God’s Trigger is an interesting take on the Four Horsemen of the Apocalypse trope, mixed in with a healthy dose of comic book inspired carnage and cartoon violence. In terms of gameplay, God’s Trigger is the latest addition to the top-down shooter genre, similar to titles such as Hotline Miami and Ruiner.
My time with the preview build of the game lasted about two hours, which gave me ample time to get accustomed to the fast and bombastic nature of the game. God’s Trigger places an emphasis on speed, combos and precision. Unlike other games in the genre, God’s Trigger isn’t really about escalating difficulty, rather, the game continually ramps up the complexity of the level layout themselves, giving players new and interesting ways to experiment with God Trigger’s explosive sandbox.
Aside from the co-op, which sadly I could not get to work, God’s Trigger’s most unique feature would have to be the inclusion of the two playable characters, Harry and Judy. both characters can be switched between with a tap of a button, essentially giving players two sets of unique abilities and playstyles to mess around with. The abilities themselves also helps give God’s Trigger its own identity, as they are paramount to survival, especially in some of the later levels that require extra creativity.
Stats for both Judy and Harry are individually tallied, which helps incentivize switching often, in order to maintain parity, while also keeping each encounter feeling fresh, dependant on the character currently deployed. Out of the two characters, Judy was whom I gravitated towards the most, thanks to the inclusion of her super-handy Infernal chain, primary weapon, a long-range weapon with great verticality and reach.
Harry, instead, is left with a sword, which might not sound as exciting as a chain, especially given the comic-inspired context, but in truth, Harry’s sword is incredibly quick and essential in smaller spaces with denser enemy counts. The two play styles are deliberately different, not just in theory but in practice, as opportunities for both characters to shine are present throughout all the levels (or at the very least, within the 3-4 levels present in the preview build).
Harry and Judy can additionally pick up secondary weapons strewn about the various levels, both from fallen enemies and just from the environment. From what was available to me, it seems like all the secondary weapons were range-based, weapons included things such as guns, sticks of dynamite and throwing knives and axes.
Graphically, God’s Trigger is a competent-looking title, clearly going for a gritty American comic book aesthetic. This style works fairly well during gameplay, especially during fast moments of action, however, the same unfortunately can’t be said about the game during cutscenes, where things kind of just fall apart, ultimately making the game look a bit flat and dated. Hopefully, a little polish between the time of this writing and release addresses this minor complaint.

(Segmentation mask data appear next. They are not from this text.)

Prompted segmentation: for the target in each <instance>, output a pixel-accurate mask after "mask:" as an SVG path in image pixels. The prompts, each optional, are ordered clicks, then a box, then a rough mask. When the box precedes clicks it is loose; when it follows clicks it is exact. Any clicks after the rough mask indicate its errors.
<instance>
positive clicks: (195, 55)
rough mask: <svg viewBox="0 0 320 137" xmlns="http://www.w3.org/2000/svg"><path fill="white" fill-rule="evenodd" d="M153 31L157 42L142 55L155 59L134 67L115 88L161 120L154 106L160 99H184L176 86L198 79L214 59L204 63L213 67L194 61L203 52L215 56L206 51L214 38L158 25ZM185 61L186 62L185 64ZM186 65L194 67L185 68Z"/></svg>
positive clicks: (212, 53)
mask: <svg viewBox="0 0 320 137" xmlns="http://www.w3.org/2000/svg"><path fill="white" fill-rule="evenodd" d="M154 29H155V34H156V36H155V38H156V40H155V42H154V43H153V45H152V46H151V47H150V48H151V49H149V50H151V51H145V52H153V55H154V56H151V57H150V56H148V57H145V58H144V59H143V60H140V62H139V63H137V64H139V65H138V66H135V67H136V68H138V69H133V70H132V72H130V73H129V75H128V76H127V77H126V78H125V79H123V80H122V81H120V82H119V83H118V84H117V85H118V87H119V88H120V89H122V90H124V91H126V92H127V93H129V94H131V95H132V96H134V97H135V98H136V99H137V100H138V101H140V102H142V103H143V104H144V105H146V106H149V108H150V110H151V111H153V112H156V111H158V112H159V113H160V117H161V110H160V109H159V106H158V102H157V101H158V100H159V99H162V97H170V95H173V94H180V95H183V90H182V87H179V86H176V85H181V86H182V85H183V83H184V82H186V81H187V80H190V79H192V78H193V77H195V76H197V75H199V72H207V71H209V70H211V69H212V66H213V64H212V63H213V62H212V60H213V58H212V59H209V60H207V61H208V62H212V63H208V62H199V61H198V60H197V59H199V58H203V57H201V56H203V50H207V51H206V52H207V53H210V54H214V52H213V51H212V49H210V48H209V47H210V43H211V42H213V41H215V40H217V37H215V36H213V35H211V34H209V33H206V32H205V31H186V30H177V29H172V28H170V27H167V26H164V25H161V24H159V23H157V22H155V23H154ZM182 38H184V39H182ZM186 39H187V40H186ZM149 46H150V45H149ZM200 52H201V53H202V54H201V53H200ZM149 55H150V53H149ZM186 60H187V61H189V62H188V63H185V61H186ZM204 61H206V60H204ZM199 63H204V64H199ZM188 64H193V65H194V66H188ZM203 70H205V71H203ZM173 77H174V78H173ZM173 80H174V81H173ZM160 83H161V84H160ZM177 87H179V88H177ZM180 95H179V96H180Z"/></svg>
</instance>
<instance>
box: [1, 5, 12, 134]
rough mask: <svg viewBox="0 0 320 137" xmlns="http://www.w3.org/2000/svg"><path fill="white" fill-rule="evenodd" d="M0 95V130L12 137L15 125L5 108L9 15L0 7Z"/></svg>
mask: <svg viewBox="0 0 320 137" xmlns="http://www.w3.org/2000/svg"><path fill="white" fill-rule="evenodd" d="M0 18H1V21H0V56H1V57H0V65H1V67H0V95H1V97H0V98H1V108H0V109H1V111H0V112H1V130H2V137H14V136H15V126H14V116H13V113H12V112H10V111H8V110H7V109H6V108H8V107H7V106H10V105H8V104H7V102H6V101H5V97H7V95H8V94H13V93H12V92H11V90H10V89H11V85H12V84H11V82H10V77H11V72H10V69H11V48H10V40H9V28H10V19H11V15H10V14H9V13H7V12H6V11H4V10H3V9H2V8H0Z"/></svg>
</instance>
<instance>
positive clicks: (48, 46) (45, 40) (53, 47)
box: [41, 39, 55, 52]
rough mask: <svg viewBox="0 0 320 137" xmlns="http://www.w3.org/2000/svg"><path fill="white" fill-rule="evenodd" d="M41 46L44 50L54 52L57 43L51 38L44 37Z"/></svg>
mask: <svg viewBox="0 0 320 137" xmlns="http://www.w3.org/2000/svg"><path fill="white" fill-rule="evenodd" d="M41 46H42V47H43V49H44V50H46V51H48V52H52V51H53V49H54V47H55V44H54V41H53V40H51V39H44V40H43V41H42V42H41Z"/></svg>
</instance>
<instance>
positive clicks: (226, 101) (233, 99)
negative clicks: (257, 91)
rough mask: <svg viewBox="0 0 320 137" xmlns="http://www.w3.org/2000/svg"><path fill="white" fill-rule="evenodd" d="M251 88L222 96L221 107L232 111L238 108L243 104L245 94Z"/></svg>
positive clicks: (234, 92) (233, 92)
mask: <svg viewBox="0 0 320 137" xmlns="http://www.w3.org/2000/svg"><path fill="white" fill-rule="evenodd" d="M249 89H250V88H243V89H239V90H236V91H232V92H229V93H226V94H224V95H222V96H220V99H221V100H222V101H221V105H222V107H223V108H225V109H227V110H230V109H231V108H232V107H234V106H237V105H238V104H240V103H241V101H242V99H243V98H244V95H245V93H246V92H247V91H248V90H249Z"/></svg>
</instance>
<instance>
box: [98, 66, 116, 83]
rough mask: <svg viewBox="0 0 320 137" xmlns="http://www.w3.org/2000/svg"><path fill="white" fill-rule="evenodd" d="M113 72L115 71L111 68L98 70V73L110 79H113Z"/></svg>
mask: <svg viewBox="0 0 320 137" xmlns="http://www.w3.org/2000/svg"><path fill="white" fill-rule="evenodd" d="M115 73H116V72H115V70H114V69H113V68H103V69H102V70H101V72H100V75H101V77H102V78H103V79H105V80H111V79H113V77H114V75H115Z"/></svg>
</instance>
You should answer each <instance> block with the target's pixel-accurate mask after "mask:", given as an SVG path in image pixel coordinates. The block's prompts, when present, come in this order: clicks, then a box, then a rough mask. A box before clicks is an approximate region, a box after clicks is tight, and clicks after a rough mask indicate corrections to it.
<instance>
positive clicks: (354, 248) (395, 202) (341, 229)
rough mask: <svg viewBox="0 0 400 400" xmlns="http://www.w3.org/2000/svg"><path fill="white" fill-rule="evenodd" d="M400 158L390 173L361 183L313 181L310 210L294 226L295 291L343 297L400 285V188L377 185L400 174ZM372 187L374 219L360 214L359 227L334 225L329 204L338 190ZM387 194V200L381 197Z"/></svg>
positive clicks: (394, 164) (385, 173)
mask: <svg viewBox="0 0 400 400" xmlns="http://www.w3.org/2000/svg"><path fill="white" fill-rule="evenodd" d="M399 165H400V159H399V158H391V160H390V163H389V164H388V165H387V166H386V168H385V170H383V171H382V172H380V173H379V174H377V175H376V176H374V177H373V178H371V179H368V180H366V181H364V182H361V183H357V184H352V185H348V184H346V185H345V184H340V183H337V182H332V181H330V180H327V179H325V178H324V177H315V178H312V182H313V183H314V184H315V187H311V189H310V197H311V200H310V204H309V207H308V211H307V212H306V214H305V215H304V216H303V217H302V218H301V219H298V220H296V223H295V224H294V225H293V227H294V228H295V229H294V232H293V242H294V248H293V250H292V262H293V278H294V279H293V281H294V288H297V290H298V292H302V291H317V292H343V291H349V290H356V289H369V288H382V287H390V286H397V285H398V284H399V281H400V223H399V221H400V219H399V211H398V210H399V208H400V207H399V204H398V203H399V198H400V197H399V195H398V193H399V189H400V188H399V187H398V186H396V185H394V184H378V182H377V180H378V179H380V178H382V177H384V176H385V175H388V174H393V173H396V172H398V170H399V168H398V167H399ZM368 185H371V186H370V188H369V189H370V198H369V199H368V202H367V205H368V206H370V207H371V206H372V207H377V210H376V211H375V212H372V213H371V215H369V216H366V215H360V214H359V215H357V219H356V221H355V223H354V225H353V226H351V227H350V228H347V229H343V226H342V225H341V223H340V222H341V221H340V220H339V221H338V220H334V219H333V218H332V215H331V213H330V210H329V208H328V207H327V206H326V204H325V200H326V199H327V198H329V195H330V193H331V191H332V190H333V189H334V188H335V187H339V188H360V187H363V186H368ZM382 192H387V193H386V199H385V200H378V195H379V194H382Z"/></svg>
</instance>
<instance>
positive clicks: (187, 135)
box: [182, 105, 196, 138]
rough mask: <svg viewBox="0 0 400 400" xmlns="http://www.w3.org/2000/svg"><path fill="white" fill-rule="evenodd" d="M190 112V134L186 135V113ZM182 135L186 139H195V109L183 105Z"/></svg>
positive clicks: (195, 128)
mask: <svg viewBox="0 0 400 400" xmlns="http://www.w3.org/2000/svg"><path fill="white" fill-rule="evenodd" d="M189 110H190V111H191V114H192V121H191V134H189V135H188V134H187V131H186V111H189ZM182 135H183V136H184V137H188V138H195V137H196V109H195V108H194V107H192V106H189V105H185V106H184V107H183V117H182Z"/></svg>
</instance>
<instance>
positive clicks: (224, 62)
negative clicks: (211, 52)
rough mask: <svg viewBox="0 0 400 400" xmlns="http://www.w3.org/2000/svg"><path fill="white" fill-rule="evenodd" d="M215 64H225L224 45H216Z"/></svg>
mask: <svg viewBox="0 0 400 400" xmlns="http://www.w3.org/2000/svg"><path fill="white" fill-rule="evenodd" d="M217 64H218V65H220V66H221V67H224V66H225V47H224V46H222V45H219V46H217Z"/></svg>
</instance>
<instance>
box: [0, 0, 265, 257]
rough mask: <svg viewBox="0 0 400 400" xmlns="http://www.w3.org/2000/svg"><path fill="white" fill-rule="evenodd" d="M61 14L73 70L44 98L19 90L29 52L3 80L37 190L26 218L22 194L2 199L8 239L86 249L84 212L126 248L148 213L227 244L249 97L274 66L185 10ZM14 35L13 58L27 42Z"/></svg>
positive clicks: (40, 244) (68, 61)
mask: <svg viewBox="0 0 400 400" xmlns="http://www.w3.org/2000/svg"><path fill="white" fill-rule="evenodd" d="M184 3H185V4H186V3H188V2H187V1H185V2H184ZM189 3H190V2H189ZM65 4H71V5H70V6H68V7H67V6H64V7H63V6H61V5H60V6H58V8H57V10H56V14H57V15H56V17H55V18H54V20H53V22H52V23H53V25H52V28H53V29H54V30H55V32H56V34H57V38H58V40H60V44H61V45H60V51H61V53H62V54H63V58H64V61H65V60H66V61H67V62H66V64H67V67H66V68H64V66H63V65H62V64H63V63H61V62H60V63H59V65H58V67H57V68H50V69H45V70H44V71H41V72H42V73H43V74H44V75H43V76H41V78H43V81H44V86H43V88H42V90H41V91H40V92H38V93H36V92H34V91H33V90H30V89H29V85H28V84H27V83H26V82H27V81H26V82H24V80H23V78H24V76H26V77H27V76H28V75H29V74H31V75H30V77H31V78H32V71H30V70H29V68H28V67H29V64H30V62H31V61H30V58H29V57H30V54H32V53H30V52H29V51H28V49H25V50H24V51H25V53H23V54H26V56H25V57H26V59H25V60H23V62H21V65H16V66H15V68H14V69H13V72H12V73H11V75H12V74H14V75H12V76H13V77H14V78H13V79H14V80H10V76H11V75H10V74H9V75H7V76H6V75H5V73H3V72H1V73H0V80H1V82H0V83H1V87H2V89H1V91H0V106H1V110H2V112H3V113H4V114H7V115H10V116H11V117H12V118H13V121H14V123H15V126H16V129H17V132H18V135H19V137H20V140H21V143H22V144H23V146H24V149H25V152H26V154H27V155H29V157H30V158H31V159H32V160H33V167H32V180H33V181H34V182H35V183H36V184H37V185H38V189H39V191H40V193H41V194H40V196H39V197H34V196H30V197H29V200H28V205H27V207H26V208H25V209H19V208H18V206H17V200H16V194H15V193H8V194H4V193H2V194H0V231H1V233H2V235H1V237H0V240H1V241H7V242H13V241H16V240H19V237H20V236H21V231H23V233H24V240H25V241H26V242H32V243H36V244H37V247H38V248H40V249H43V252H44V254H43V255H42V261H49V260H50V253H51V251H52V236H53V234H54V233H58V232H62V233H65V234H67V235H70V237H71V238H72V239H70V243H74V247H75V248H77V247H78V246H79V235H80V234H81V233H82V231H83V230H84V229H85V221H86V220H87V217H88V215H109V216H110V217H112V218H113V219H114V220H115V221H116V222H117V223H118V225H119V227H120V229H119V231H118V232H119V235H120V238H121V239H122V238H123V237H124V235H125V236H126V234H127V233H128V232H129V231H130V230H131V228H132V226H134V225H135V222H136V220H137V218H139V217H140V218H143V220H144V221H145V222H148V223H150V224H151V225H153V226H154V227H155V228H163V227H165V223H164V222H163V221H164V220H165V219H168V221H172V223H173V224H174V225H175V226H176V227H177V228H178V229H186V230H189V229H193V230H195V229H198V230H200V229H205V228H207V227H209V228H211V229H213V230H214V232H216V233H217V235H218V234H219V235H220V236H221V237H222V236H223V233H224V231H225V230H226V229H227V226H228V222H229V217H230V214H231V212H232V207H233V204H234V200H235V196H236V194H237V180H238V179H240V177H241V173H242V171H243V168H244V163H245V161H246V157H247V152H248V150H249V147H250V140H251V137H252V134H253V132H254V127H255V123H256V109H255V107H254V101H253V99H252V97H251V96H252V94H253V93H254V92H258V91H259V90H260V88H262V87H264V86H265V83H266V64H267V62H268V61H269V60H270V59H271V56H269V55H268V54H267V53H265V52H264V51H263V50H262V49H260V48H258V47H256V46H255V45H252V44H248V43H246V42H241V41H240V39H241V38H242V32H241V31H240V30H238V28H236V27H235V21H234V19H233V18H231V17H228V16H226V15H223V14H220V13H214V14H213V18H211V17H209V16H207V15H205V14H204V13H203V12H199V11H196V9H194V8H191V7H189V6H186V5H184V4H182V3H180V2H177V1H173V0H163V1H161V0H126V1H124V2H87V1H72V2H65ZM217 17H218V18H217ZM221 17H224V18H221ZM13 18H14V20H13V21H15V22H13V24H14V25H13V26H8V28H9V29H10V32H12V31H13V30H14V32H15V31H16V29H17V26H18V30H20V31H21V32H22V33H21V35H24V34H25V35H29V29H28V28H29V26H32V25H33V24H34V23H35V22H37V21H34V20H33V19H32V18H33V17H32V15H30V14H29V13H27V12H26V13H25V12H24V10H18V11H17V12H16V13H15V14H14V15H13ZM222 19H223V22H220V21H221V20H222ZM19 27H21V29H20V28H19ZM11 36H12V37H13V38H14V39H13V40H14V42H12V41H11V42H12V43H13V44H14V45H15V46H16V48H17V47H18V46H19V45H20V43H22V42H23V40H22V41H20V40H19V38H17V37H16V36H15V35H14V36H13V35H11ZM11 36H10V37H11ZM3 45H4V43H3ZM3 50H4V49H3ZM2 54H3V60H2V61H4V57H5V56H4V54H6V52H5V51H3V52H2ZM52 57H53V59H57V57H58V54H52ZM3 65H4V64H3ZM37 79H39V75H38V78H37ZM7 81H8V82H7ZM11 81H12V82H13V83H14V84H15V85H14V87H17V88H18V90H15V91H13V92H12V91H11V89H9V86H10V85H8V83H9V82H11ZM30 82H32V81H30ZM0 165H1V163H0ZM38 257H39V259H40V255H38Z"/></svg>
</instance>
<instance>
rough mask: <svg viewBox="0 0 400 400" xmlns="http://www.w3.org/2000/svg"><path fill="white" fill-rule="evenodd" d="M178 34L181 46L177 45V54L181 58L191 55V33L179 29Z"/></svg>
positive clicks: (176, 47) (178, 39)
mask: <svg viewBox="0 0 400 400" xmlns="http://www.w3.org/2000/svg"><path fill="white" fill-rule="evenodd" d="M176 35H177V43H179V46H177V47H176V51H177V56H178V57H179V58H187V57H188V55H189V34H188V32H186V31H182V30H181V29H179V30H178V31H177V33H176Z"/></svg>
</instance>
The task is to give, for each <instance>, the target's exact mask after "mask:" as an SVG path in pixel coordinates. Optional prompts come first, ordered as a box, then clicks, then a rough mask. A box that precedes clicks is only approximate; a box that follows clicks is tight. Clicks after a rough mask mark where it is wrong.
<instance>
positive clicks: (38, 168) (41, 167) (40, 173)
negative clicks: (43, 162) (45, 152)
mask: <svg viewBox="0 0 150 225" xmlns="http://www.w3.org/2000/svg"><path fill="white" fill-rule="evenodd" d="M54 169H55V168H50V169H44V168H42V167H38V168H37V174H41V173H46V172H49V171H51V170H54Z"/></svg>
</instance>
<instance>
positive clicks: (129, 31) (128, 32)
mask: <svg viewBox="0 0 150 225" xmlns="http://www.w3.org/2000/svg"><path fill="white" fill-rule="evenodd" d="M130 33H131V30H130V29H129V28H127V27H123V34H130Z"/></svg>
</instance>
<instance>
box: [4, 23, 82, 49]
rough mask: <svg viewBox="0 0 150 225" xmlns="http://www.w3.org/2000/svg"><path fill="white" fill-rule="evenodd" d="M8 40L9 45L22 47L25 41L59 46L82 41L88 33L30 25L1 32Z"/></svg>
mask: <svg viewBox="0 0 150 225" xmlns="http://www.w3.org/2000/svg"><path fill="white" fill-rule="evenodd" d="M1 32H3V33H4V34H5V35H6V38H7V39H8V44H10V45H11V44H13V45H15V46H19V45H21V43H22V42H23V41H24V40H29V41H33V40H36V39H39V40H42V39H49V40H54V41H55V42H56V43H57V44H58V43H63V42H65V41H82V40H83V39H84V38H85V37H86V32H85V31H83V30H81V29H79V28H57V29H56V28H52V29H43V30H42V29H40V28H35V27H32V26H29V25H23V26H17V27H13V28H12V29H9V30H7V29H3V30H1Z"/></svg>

Sadly, God’s Trigger does contain one area in particular that really sours the overall experience and holds it back from truly getting my recommendation, that is, until the issue is addressed. My biggest problem with God’s Trigger is something that players will notice immediately, after the initial tutorial level, and that is the inclusion of an enemy dressed up as a stereotypical indigenous person. This, which on its own, I don’t think is a major issue if handheld tactfully, but given the ultra-violent context of God’s Trigger, having an enemy that appropriates indigenous aesthetic, just feels wrong and mars an otherwise fun game.
Given time, God’s Trigger has the opportunity to really shape itself up as a fun, co-op, top-down shoot-em-up, which is why I believe the best thing to do right now, is simply wait and see how Techland and One More Level handles the game, as it approaches its April release date.